The piano music was absolutely beautiful on Sunday. A church member blessed us with his gifts. Every week, I see God’s gifted people pour out a blessing for the church and for the world. Every week I meet educators, business leaders, parents, grandparents, laborers, homemakers, students and more who shine the love and goodness of God to people in their lives—both the greatest and the least.

I even met the great-granddaughter of Rev. F.W. Herzberger, a forefather, and pace-setter in our very own Lutheran Church—Missouri Synod. His great-granddaughter, Suzanne, spoke fondly about her beloved relative who was known for helping the disenfranchised.

Rev. Herzberger graduated from the seminary in 1882. During his first four years of ministry, he started six congregations. As he served God’s people, he led the way in advocating for those cast aside. He championed the poor and hungry. He rallied people around racial equality and compassion. He also took the risk to enter the brokenness of urban blight.

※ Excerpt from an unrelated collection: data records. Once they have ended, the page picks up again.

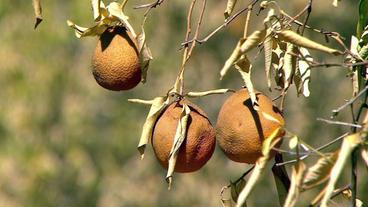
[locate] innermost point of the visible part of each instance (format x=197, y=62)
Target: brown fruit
x=240, y=130
x=199, y=144
x=115, y=63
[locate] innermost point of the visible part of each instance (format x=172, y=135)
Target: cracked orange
x=241, y=130
x=115, y=63
x=199, y=144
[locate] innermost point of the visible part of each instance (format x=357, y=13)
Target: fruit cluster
x=240, y=130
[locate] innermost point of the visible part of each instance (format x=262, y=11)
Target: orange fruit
x=241, y=130
x=198, y=145
x=115, y=63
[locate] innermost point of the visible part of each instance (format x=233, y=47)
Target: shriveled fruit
x=199, y=144
x=241, y=130
x=115, y=63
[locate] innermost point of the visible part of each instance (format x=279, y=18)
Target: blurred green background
x=65, y=141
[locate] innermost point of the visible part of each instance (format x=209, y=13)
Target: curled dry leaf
x=180, y=135
x=296, y=39
x=253, y=40
x=320, y=172
x=364, y=154
x=108, y=16
x=96, y=9
x=297, y=177
x=158, y=104
x=302, y=73
x=145, y=54
x=38, y=12
x=289, y=64
x=84, y=32
x=267, y=45
x=229, y=8
x=206, y=93
x=268, y=144
x=349, y=143
x=232, y=59
x=244, y=67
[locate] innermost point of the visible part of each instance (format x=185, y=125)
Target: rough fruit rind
x=240, y=130
x=115, y=63
x=199, y=144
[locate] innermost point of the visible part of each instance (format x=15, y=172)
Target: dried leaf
x=364, y=154
x=268, y=144
x=232, y=59
x=236, y=188
x=244, y=67
x=116, y=12
x=320, y=172
x=252, y=41
x=296, y=39
x=96, y=9
x=84, y=32
x=180, y=135
x=349, y=143
x=355, y=77
x=297, y=177
x=145, y=55
x=289, y=65
x=304, y=69
x=267, y=45
x=38, y=12
x=335, y=3
x=158, y=104
x=363, y=17
x=206, y=93
x=318, y=198
x=229, y=8
x=226, y=203
x=293, y=142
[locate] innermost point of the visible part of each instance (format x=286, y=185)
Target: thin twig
x=339, y=123
x=319, y=148
x=227, y=22
x=351, y=101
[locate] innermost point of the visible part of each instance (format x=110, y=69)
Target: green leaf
x=180, y=135
x=281, y=179
x=303, y=70
x=363, y=17
x=320, y=172
x=349, y=143
x=244, y=67
x=267, y=145
x=297, y=177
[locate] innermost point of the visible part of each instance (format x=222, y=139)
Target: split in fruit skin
x=198, y=145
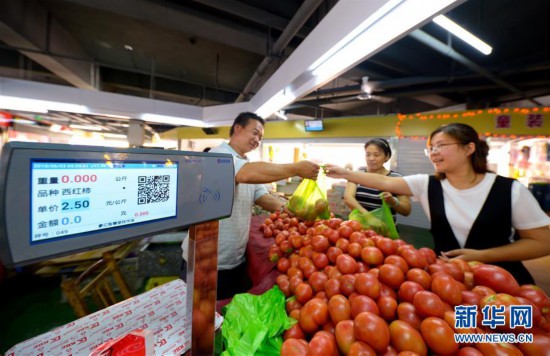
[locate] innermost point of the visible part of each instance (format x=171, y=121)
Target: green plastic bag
x=379, y=220
x=309, y=201
x=254, y=324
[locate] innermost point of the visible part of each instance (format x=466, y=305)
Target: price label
x=71, y=198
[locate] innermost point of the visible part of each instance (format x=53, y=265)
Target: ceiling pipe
x=303, y=13
x=448, y=51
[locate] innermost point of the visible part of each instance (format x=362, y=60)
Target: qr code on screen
x=153, y=189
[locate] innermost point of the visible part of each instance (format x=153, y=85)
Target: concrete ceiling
x=210, y=52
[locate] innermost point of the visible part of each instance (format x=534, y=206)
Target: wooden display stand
x=202, y=278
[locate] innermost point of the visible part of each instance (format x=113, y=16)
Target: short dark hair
x=243, y=119
x=382, y=144
x=465, y=134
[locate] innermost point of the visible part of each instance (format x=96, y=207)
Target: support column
x=136, y=133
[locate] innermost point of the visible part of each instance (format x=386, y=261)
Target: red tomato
x=406, y=338
x=414, y=258
x=339, y=308
x=296, y=241
x=534, y=294
x=346, y=264
x=292, y=304
x=294, y=332
x=347, y=284
x=320, y=260
x=284, y=284
x=355, y=225
x=294, y=281
x=332, y=287
x=470, y=298
x=387, y=307
x=320, y=243
x=501, y=299
x=373, y=330
x=407, y=291
x=313, y=315
x=317, y=281
x=387, y=246
x=345, y=231
x=361, y=304
x=421, y=277
x=483, y=291
x=428, y=304
x=386, y=291
x=303, y=292
x=438, y=335
x=429, y=254
x=283, y=264
x=372, y=256
x=359, y=348
x=398, y=261
x=344, y=335
x=342, y=244
x=407, y=312
x=469, y=280
x=496, y=278
x=367, y=284
x=333, y=253
x=334, y=223
x=354, y=249
x=454, y=270
x=447, y=289
x=356, y=236
x=391, y=275
x=323, y=343
x=295, y=347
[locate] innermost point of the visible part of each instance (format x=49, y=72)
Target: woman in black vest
x=475, y=214
x=357, y=196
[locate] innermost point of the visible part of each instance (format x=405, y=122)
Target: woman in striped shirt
x=356, y=196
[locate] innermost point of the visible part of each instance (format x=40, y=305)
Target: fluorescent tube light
x=281, y=115
x=86, y=127
x=279, y=100
x=380, y=30
x=350, y=37
x=110, y=135
x=39, y=106
x=463, y=34
x=173, y=120
x=21, y=104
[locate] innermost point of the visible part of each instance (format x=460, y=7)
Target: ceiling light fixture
x=463, y=34
x=39, y=106
x=111, y=135
x=86, y=127
x=173, y=120
x=279, y=100
x=366, y=91
x=281, y=115
x=385, y=26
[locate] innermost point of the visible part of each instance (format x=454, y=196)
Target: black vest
x=492, y=227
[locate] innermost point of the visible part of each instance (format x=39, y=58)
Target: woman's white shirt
x=462, y=206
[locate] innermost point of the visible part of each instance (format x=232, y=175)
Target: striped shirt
x=370, y=198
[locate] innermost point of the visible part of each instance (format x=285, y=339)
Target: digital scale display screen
x=69, y=198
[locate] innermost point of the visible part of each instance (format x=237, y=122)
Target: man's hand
x=307, y=169
x=334, y=171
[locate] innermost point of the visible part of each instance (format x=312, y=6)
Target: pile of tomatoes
x=354, y=292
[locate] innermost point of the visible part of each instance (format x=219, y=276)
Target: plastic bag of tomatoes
x=254, y=324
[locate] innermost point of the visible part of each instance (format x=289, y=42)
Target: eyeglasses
x=437, y=148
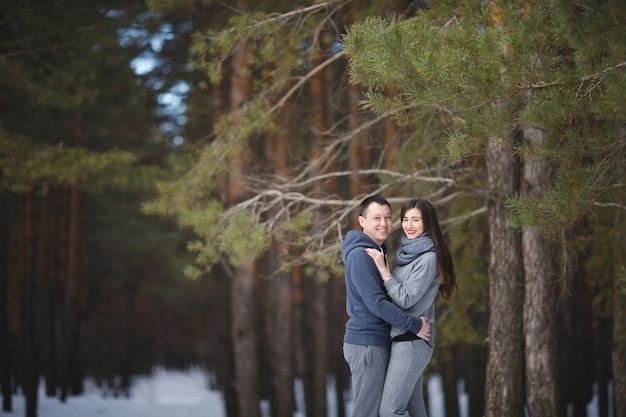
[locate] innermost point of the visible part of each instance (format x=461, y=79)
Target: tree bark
x=27, y=344
x=6, y=242
x=504, y=380
x=540, y=328
x=243, y=293
x=619, y=319
x=244, y=340
x=280, y=287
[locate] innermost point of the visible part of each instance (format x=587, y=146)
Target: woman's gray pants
x=403, y=393
x=368, y=365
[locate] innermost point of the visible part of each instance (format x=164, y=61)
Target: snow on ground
x=163, y=394
x=168, y=393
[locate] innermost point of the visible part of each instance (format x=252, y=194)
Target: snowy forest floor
x=168, y=393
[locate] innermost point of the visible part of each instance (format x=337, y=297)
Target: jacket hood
x=356, y=239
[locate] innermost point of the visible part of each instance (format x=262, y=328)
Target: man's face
x=376, y=222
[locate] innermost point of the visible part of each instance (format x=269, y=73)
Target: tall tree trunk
x=321, y=122
x=245, y=340
x=619, y=318
x=6, y=242
x=28, y=346
x=280, y=286
x=504, y=392
x=540, y=328
x=244, y=308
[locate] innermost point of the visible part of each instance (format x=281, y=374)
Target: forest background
x=233, y=141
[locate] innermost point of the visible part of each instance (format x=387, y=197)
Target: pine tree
x=494, y=72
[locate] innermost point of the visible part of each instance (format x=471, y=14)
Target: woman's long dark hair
x=447, y=277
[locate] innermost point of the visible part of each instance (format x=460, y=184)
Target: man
x=371, y=314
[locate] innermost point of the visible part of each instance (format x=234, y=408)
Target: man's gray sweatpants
x=403, y=394
x=368, y=365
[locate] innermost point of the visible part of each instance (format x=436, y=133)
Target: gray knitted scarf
x=413, y=248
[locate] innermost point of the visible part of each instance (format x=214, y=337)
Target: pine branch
x=592, y=77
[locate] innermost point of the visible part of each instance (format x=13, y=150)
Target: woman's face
x=412, y=224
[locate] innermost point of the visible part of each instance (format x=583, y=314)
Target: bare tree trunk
x=540, y=328
x=244, y=340
x=6, y=242
x=28, y=346
x=504, y=391
x=321, y=121
x=619, y=319
x=279, y=289
x=243, y=294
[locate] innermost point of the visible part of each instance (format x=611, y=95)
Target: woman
x=423, y=268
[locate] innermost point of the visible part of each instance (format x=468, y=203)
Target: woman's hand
x=425, y=331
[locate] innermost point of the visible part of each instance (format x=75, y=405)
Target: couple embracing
x=390, y=330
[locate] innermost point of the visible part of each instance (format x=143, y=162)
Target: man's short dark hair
x=372, y=199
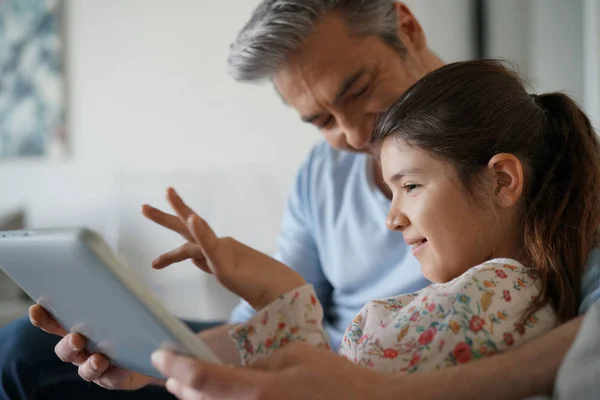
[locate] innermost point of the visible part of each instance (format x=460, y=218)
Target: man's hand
x=92, y=367
x=298, y=371
x=252, y=275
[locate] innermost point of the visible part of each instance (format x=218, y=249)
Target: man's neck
x=378, y=178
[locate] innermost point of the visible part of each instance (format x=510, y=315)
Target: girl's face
x=448, y=230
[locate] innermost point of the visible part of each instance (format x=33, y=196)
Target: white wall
x=147, y=89
x=548, y=42
x=449, y=26
x=591, y=40
x=148, y=92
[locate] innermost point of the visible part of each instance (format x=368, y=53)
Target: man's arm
x=296, y=246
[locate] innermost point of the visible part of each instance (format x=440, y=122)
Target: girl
x=497, y=192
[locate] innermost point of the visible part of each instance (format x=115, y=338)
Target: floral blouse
x=473, y=316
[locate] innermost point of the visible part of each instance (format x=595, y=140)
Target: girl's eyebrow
x=404, y=172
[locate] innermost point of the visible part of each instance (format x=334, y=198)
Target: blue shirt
x=333, y=233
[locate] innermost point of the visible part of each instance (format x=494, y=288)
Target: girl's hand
x=252, y=275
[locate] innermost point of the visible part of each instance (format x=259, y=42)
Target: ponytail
x=563, y=203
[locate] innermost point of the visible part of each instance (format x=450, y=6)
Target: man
x=340, y=64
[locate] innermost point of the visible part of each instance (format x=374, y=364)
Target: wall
x=148, y=90
x=591, y=41
x=553, y=43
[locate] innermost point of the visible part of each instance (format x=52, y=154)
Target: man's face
x=341, y=82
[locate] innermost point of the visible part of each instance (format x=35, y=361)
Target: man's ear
x=409, y=29
x=507, y=179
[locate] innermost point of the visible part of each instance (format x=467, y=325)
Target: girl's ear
x=506, y=171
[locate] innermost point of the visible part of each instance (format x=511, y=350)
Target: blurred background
x=105, y=103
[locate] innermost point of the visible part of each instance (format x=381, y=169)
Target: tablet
x=76, y=277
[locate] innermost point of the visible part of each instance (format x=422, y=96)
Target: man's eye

In 1899, Herzberger became the first “city missionary” in the LCMS. Instead of being called by one congregation, he was called by the St. Louis Mission Society, a new organization that recognized the emerging needs of the city. Herzberger had a gift the church needed: Born in the United States twenty years after the emigration of our LCMS foregathers, Herzberger spoke English. The LCMS knew the needs of the community and responded with Gospel vigor.

This was breaking new ground—but that is what the LCMS always did. It took risks in order to put the Word of God to work. Herzberger was called to minister to people in hospitals, prisons, poor houses, and asylums. Two laymen donated funding for the first two years of ministry costs. Professor L. Fuerbringer of Concordia Seminary noted that “an entirely new missionary movement had begun in their midst. The object of this mission-work was…to do individual soul-saving work among the hundreds, nay, thousands of poor neglected Lazaruses lying at our very doors in our large cities.” (

Herzberger suffered the loss of sight in one eye when, while he was walking with a prisoner to the gallows, a chain broke loose and hit him in the face. But Herzberger was undeterred. Writing in the 75th-anniversary book of the LCMS, Herzberger repeated the confessional refrain that Walther and many others stated boldly:

“By His grace, His divine grace alone, Missouri’s faith is no dead historical faith, but the faith that worketh by love. Missouri confesses in the words of Luther with the Fourth Article of the Formula of Concord, treating of good works: ‘Faith is a divine work in us, that changes us and regenerates us of God, and puts to death the old Adam, makes us entirely different men at heart, spirit, mind, and all powers, and brings with it the Holy Ghost. Oh, it is a living, busy, active, powerful thing that we have in faith so that it is impossible for it not to do good without ceasing’” (Ebenezer, 1922, p.446-447).

F.W. Herzberger’s great-granddaughter continues his legacy as she blesses the hurting and forgotten with prayers, visits, and prayer shawls. That is a legacy of our church. It is what I see throughout the Texas District!